El peor malvado

¿Quién ha sido el mayor malvado de la historia? Candidatos hay muchos, desde luego, más que buenas personas, aunque el progreso de la humanidad advierte que los «buenos» debieron de predominar, pero no tuvieron tanta fama. Que Atila, aquel rey de los hunos del que se cuenta que la hierba no crecía bajo las pezuñas de su caballo, entra en el lote, seguro. También Iván el Terrible, al que se acusa de cegar al constructor de la catedral de San Basilio, en la Plaza Roja, para que no pudiera construir otra igual, aunque no hay seguridad de ello. Pero no hace falta ir tan lejos: en nuestro tiempo tenemos unos cuantos que merecen el título: Stalin, con sus purgas, procesos, traslado de poblaciones enteras y gulags, está entre los diez primeros, aunque Mao, con su «gran marcha» y su «revolución cultural», en las que murieron centenares de miles de inocentes, o sus imitadores, como los Jemeres Rojos en Camboya, con sus pirámides de calaveras. Aunque Hitler por quedarnos más cerca, se lleva el primer premio, por sus campos de concentración provistos de cámaras de gas y haber destruido Europa, su país el primero. Su famosa frase «la naturaleza es cruel; yo también debo serlo», le retrata. Precisamente porque la naturaleza es cruel, o ciega más bien, al limitarse a cumplir las leyes que le han dado sin tener en cuenta las consecuencias, la humanidad, su máxima expresión, debe impedir que las fuerzas ciegas de la naturaleza se impongan. A eso se le ha llamado civilización, cultura, y ha permitido crear sociedades donde impera la razón sobre la fuerza. No siempre, desde luego, lo que debe servirnos de acicate para redoblar el esfuerzo.

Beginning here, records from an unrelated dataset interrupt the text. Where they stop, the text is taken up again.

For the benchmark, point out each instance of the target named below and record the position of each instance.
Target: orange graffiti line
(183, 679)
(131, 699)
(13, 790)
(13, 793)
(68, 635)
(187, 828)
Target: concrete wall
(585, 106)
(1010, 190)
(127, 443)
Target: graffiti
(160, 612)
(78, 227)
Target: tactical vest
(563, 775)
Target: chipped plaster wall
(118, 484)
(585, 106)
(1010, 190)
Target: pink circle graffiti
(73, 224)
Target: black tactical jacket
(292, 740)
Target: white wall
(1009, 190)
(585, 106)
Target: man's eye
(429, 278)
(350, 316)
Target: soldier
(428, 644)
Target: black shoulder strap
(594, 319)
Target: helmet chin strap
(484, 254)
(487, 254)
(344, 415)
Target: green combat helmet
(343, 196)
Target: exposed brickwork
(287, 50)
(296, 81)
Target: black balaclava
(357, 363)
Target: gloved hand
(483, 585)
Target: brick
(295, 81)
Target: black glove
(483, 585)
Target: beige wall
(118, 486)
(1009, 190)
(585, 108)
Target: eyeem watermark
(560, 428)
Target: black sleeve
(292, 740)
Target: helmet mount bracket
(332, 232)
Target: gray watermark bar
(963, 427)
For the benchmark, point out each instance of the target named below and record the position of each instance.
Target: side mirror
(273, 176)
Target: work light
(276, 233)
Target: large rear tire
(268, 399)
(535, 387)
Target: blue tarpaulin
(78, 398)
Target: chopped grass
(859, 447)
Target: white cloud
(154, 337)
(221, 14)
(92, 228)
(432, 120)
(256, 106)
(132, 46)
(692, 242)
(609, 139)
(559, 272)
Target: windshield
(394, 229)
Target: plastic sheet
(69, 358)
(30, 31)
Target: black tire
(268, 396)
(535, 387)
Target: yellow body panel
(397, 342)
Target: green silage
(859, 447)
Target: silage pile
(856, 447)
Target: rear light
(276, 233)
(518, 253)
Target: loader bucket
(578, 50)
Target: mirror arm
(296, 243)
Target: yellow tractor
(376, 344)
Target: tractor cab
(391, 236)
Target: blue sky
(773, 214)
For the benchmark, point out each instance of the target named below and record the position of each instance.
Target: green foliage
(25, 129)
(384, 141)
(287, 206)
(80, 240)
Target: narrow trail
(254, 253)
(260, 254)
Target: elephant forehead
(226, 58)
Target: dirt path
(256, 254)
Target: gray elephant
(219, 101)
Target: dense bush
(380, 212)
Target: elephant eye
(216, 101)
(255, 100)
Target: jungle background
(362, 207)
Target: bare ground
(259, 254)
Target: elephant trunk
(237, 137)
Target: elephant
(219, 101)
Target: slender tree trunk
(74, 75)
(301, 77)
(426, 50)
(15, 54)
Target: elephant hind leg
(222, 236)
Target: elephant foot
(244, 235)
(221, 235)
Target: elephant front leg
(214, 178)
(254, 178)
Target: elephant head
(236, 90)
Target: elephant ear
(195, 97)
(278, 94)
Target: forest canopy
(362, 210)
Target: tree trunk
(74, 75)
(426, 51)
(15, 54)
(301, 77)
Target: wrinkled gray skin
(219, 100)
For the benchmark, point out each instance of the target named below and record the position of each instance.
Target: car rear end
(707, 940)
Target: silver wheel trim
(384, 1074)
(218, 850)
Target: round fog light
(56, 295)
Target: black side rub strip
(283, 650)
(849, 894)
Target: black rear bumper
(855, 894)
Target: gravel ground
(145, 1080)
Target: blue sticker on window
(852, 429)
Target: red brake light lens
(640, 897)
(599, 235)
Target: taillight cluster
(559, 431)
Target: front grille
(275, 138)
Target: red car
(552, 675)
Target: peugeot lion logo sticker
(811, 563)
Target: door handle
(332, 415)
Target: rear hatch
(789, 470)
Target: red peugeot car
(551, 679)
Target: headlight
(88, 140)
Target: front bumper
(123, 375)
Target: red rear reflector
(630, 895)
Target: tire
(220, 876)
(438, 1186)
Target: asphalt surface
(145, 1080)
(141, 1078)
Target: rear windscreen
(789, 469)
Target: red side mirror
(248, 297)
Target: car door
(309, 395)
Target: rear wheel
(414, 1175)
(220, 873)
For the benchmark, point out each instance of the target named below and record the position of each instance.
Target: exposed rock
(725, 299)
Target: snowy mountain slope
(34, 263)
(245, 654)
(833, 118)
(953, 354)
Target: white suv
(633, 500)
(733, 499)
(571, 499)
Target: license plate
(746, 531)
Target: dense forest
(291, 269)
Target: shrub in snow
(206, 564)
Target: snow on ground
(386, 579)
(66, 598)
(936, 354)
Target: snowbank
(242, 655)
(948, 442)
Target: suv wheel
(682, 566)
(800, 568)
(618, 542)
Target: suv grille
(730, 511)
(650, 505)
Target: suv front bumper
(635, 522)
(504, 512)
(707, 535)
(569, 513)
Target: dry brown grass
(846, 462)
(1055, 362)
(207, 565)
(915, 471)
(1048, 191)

Volviendo al tema de los «malos», como sobre gustos no hay nada escrito, para mí, el peor de todos no es un sátrapa sanguinario ni un chiflado con afanes de grandeza, sino un individuo de lo más vulgar en todos los sentidos tanto física como intelectualmente, tan lleno de complejos como de resentimiento, que tuvo, sin embargo, la suerte de vivir en una época de grandes cambios y la habilidad de montarse en ellos con la habilidad de un charlatán y el instinto de un vendedor de crecepelo. Me refiero a Jean-Jacques Rousseau. Nacido en Ginebra en 1778 y huérfano desde la infancia, su vida fue un tobogán de cambios, proyectos, países, amistades, enfrentamientos, ideas utópicas y tristes realidades, que le llevaron primero a París, donde se alistó en las filas del «progreso», que traían los enciclopedistas, pero en sentido contrario al de ellos. Mientras Diderot, D’Alambert y Voltaire, pese a su escepticismo e ironía, defendían la razón como la más importante de las cualidades humanas, lo que le estaba permitiendo no sólo domeñar al resto de las especies sino también construir una sociedad más justa y conformable, Rousseau sostenía que los sentimientos eran la base del humanismo y la felicidad. Si algo había fallado era el alejamiento cada vez mayor entre el hombre y su ambiente, la pérdida de la virginidad original y la imposición del más grosero materialismo. Había que volver a la naturaleza para reconquistar el paraíso perdido, que se encontraba en el corazón y no en el cerebro.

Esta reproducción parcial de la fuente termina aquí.